Project 7 Contemporary Dance Company, directed by Cherrise Wakeham, debuted their latest production, EquiLIFTrium, Friday, July 20-21 at the Balzer Theater at Herren’s. Although the concept behind the show had the potential to be a hard-hitting night of dance, the choreography fell a little short.
Wakeham’s event was meant to “lift awareness and shift perspective.” The story of the performance centered around five very different women living equally different lives. To distinguish each dancer and their character from number to number, they waylaid confusion by wearing the same color throughout costume changes. The goal was to show the magnitude of how every-day occurrences and run-ins between strangers could change the way you live your life.
For much of the performance, the choreography and production choices did not result in the above proclamation. Entertaining yes, but for art to be successful as art, there needs to be more than just something holding your attention; it needs to make you think.
Even with the type of commercialized dance that we see on shows like So You Think You Can Dance, there is a rich and dynamic quality to the performances that also offers the audience an emotional reaction. EquiLIFTrium lacked this: there was just too much crammed in. While it is respectable to use different dance styles within a performance, and it is engaging to throw in collaboration between contemporary dancers and the Swagger Crew, EquiLIFTrium needed more time in the critique and editing process to really make the concept behind this event come to fruition.
The performance as a whole was unsuccessful in its mission, but if you were to separate the numbers, there were a few that stood out and showed the strength and talent of the dancers—Sam Janus, Torrie Gold, Ashley Watson, Caroline Fagan, and Mary Francis Doss—as well as Wakeham’s capabilities as a choreographer. The best of the selection was definitely the number set to Imogen Heap’s “Hide and Seek,” Bjork’s “Hyperballad,” and James Vincent McMorrow’s “We Don’t Eat.”
These numbers fully represented what Wakeham set out to do. They differed due to the use of props and set pieces in ways that didn’t distract. It was captivating to watch. During these moments, EquiLIFTrium finally reached its goal and stood true to what dance is all about: the bending, turning, positioning, and leaping of the body to characterize a certain human aspect or experience. The emotional quality of the movement and the dedication from the dancers brought the show to a positive close.
Some of the other numbers felt hokey at times. The “Starbucks” by Julia Sweeney number had no real connection to the work that Wakeham seemed to want to present. It was another moment where less would have been more. It began with one of the dancers miming over an audio recording, alone on stage minus the few pop-ins by other dancers portraying baristas. This lead to a musical theater number, that was fun, but unnecessary. While I appreciate the playfulness, it made the message hard to realize, giving it the feel of a dance recital.

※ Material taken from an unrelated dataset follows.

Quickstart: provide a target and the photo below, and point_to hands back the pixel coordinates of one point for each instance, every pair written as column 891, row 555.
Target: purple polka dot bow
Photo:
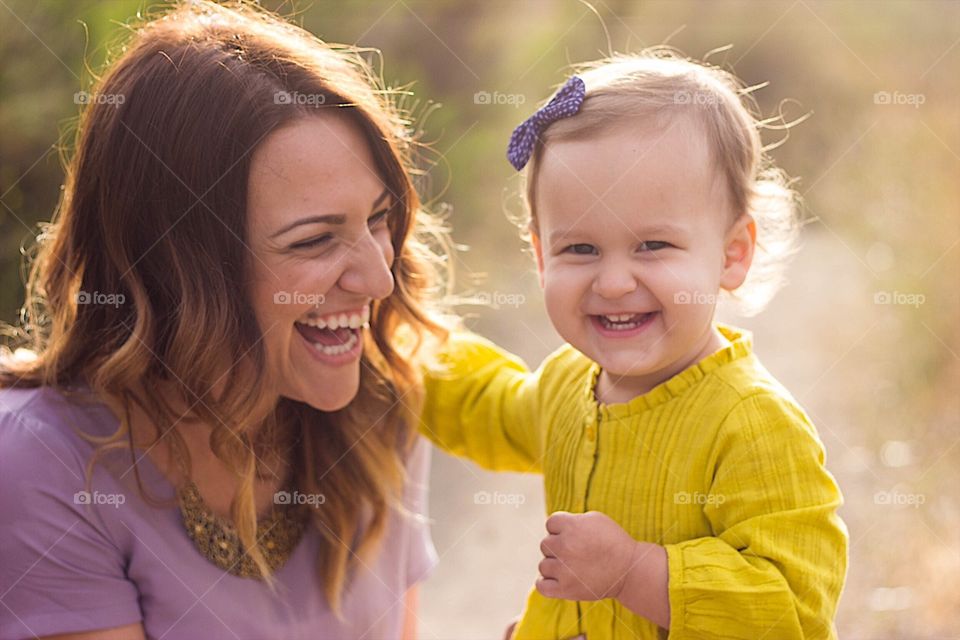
column 563, row 105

The dancers also could have been pushed harder. It was clear from the lines and moves that they produced that they deserved more of a challenge. Each dancer was mature enough in age and well versed in different modes of dance to handle tougher material both physically and emotionally.

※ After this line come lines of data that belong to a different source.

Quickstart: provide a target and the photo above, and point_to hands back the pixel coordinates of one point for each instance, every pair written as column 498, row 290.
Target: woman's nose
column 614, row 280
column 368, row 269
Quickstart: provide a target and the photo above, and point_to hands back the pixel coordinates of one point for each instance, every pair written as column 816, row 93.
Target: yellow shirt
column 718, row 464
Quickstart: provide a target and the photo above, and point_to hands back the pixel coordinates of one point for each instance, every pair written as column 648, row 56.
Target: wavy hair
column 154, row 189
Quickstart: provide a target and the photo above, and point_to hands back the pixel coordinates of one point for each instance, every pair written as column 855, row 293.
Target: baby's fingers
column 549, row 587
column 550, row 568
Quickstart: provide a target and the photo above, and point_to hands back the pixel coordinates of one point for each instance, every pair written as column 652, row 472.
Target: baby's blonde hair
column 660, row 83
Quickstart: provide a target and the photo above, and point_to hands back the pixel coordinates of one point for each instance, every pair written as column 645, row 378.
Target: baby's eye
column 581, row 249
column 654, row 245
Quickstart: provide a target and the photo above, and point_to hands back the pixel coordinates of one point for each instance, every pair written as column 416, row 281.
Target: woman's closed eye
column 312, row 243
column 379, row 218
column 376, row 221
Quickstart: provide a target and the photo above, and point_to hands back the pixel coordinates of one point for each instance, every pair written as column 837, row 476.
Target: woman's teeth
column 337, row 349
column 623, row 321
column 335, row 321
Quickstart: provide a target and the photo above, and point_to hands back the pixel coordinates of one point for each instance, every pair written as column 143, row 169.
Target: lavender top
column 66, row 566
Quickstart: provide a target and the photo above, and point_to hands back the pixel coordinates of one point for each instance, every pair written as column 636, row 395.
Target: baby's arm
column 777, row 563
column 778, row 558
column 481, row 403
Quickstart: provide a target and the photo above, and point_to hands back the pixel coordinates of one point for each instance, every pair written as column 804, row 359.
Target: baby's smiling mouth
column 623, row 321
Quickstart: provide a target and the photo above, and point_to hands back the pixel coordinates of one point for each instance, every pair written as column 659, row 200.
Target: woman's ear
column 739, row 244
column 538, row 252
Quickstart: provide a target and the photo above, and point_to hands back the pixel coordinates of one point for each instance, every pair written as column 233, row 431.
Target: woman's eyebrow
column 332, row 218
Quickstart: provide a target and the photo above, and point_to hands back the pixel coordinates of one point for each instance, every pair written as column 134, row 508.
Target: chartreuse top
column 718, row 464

Whether it was a lack of time, confidence in audience comprehension, or simply an attempt to pander to a popular aesthetic, Wakeham’s latest production didn’t live up to the hype. It’s fine to create easily attainable performances and play to the commercial side of the art realm, but even this work should contain enough depth that it can be understood and respected on many different levels. Enjoyable yes, but for a mature audience member, I kept holding out for more.